We need a retrofit scheme that is imaginative and is of a scale that matches the challenge. There are 1.2 million houses in this country that need retrofitting. We could employ 30,000 construction workers in an area in which they are skilled and using resources with which we are familiar, including internal or external insulation or whatever. That is not being done. We are getting more of the same.

We are getting a little top up essentially on the existing schemes which are operated through Sustainable Energy Ireland. Good luck to anybody who can avail of them. However, this is not the retrofit scheme we need. I believe I heard the Minister for Finance indicate that it will take until 2025 before all houses are done. He should get real.

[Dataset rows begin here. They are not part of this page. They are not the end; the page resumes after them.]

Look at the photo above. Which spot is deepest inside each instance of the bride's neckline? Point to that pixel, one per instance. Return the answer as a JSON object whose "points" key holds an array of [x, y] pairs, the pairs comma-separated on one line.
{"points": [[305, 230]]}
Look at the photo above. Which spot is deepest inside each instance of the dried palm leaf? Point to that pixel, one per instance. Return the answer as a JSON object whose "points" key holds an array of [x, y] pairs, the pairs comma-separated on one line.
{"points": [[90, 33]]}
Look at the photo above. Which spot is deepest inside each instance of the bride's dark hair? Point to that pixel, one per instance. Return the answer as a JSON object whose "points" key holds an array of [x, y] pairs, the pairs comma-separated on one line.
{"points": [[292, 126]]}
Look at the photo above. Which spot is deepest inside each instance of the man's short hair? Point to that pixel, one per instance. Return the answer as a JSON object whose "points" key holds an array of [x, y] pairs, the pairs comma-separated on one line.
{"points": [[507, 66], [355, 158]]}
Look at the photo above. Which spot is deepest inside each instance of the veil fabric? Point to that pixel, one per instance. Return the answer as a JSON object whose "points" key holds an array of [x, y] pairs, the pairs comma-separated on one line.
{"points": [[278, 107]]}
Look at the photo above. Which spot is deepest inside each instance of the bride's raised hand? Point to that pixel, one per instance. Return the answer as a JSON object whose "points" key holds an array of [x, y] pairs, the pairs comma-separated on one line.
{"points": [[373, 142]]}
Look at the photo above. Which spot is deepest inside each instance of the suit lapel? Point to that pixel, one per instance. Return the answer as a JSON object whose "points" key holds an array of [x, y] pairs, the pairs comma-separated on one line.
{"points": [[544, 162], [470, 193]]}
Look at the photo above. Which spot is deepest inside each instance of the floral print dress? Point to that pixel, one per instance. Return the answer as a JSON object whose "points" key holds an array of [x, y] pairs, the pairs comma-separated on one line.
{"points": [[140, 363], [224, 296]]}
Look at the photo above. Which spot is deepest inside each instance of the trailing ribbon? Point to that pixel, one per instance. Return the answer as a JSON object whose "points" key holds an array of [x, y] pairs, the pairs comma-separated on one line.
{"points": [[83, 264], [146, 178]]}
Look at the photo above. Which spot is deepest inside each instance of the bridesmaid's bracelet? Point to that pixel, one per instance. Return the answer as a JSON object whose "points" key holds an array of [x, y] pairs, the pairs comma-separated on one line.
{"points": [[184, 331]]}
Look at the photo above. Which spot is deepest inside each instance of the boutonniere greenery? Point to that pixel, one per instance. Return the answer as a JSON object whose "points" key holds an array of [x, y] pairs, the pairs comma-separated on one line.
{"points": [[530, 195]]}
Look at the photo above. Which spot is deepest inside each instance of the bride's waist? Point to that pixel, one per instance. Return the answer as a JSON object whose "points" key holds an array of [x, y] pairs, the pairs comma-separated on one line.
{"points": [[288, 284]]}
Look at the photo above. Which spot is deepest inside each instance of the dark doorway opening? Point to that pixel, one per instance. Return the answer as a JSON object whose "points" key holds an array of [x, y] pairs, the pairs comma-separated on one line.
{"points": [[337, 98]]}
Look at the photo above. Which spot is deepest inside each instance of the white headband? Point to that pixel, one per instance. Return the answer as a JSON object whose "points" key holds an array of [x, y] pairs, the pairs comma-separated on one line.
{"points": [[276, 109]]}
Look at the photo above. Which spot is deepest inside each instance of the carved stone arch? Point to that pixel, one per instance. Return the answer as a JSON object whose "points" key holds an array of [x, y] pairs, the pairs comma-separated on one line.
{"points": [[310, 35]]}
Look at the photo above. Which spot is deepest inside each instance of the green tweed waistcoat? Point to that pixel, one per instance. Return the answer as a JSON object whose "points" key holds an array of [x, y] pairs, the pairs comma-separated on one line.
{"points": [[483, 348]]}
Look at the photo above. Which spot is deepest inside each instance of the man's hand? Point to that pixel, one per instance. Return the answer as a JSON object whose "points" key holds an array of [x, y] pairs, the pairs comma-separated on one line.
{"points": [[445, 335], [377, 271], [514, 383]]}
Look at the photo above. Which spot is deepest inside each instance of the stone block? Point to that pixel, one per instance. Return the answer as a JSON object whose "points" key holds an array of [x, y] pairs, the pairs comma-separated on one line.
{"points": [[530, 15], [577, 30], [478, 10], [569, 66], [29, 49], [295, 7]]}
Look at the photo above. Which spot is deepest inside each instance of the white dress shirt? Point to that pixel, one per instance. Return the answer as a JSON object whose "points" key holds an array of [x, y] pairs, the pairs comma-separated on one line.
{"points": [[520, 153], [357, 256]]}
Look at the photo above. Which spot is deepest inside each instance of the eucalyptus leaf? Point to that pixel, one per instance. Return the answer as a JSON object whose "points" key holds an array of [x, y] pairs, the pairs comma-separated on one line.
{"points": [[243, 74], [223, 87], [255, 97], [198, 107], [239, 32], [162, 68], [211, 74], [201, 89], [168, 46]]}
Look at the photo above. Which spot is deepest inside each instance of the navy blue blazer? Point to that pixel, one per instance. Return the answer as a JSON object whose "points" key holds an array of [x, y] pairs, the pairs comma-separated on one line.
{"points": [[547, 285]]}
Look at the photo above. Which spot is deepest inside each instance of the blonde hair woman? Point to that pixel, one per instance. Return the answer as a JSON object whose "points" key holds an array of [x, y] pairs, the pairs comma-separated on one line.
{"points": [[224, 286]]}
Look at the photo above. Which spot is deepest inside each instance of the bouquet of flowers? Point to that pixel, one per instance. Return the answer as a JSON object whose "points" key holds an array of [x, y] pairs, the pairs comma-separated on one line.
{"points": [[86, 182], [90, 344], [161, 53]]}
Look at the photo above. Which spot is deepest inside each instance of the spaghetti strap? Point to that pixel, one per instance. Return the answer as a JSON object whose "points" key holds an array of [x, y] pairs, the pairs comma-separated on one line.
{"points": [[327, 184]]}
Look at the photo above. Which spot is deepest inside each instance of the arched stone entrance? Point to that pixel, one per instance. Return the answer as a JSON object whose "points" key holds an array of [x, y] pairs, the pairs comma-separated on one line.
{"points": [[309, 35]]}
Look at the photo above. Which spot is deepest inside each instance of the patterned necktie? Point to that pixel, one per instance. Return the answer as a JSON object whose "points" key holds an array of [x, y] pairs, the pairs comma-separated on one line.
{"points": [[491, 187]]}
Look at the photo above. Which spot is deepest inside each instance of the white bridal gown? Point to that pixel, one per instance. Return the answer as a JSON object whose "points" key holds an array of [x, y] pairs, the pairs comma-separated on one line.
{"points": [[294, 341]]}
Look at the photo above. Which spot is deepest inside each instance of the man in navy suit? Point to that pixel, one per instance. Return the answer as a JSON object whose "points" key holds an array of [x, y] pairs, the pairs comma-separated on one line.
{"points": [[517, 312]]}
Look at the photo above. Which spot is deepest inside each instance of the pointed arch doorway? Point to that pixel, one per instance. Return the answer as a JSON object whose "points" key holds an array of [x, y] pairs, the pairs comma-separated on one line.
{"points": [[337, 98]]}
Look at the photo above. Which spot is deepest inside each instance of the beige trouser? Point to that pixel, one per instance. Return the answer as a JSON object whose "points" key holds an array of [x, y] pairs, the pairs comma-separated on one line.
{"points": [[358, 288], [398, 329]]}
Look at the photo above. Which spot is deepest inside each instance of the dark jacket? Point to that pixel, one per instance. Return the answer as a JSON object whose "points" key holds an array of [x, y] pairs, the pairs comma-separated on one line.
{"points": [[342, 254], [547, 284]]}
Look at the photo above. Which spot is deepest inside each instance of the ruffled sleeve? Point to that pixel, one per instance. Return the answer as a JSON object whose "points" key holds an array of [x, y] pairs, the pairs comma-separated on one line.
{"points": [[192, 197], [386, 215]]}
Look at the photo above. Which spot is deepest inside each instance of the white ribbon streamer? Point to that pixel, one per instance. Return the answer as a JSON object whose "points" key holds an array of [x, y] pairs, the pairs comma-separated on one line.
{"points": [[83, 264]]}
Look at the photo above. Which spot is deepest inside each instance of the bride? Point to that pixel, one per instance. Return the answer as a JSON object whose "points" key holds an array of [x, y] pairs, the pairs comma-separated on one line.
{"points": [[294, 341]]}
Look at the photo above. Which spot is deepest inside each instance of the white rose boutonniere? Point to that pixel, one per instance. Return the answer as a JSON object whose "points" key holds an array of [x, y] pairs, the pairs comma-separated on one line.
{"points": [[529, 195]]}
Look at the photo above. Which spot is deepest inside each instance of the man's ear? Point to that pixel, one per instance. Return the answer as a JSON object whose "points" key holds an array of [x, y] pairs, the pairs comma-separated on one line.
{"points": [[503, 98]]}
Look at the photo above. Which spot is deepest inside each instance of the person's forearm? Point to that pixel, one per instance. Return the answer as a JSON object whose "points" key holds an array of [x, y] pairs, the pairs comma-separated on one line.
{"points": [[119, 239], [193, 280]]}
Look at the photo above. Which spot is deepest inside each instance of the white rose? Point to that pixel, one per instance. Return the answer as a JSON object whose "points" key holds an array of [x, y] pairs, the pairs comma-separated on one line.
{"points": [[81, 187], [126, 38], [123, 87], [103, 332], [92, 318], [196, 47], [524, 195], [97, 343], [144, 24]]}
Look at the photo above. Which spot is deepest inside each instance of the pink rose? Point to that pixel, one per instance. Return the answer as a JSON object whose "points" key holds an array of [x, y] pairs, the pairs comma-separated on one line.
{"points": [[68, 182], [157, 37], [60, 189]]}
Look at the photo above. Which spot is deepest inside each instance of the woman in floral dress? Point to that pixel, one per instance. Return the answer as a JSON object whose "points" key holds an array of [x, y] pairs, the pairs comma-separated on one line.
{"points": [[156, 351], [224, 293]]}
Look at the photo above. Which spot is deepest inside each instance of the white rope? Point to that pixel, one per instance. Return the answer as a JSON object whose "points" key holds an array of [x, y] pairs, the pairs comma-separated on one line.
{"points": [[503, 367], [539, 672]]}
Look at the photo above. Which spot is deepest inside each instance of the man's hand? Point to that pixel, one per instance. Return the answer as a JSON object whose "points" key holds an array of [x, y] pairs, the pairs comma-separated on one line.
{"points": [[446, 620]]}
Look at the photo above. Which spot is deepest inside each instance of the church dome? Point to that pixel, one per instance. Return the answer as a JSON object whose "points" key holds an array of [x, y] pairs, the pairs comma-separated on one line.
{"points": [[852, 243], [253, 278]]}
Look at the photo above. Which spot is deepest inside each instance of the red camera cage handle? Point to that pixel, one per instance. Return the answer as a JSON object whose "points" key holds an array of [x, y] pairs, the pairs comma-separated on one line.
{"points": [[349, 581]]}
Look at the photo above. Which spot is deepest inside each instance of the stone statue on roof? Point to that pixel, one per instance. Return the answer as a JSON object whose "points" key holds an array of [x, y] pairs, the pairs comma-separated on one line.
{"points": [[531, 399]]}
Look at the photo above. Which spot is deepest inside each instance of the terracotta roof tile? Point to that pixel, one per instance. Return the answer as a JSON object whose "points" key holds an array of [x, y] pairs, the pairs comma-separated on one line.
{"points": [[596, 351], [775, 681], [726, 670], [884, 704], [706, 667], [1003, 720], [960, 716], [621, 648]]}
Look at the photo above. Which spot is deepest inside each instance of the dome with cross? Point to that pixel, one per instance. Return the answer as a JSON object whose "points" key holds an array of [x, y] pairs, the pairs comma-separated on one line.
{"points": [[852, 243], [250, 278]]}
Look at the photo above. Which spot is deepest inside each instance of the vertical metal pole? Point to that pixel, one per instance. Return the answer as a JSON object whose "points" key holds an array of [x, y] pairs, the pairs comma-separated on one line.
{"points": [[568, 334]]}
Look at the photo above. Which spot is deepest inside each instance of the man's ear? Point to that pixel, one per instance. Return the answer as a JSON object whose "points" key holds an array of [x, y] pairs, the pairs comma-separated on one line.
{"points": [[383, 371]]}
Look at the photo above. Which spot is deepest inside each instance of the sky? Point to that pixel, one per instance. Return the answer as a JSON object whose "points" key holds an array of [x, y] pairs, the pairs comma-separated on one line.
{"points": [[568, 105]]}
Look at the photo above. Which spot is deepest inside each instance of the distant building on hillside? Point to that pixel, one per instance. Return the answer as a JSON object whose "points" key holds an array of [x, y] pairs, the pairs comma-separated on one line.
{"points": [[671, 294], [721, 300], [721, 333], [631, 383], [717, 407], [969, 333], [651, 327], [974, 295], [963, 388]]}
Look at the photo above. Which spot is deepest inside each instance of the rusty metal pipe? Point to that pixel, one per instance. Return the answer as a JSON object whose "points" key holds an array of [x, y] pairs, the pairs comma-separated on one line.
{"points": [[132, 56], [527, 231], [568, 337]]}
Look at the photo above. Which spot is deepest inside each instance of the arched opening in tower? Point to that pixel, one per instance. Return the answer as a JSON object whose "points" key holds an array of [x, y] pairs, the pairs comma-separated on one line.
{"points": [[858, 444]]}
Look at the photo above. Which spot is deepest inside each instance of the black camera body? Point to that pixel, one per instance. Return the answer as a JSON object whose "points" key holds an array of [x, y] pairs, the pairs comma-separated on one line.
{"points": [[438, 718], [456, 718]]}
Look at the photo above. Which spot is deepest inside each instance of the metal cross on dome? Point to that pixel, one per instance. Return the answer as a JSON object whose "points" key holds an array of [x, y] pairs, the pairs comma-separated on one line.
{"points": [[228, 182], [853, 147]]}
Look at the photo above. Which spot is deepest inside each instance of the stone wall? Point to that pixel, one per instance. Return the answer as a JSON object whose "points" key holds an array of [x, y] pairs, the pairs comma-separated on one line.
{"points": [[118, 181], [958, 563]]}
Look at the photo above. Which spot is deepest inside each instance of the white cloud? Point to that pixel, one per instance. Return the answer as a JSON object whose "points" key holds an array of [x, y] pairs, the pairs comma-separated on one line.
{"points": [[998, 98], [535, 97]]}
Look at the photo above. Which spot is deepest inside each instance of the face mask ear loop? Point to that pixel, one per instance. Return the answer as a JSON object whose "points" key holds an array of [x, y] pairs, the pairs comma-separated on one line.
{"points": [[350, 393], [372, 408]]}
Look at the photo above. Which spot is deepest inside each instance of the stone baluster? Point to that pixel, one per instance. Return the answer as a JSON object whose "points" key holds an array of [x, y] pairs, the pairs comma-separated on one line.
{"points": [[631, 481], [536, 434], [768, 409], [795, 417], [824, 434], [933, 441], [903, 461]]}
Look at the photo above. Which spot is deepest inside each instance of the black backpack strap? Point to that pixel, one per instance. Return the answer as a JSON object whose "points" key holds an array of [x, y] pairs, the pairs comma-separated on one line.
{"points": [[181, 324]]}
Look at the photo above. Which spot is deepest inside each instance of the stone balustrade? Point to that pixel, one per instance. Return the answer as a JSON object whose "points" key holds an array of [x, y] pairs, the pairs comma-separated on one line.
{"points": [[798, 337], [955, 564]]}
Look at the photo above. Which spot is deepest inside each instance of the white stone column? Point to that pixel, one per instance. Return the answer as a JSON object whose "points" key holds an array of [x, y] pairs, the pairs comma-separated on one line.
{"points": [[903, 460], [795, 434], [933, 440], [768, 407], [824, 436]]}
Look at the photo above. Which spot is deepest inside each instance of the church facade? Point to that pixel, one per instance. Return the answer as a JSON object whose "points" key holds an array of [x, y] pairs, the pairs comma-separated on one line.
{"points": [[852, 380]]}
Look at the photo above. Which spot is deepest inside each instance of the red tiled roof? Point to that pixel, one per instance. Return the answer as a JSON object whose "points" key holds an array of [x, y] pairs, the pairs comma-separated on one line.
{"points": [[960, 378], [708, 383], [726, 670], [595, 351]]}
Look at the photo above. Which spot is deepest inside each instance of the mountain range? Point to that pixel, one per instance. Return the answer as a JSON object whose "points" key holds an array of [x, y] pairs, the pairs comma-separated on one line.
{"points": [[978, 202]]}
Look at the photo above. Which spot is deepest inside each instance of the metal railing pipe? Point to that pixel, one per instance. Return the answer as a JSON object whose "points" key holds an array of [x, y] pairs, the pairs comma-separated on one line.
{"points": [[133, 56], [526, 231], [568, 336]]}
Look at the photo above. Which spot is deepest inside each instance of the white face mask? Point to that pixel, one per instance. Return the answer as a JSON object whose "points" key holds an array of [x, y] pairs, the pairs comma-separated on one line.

One of the few things we can do to tackle climate change which would be really effective would be to bring energy efficiency to the highest level possible. That means retrofitting buildings until we can retrofit no more and then hope further technology emerges quickly so we can retrofit more. It could have been done.

The road map was set out in research done by Joseph Curtin who showed exactly how it could be done. The Labour Party adopted that particular plan because it was so good, and I make no bones about it. It was a "pay as you save" scheme through one's utility bill. It could have unlocked private money in bank accounts. People are afraid to spend money but they would spend it if they were assisted in making their homes energy efficient.

What we got instead was a fig leaf for the Green Party when we are running out of time. This Minister will not produce the heads of a Bill on climate change as he sets out for Copenhagen.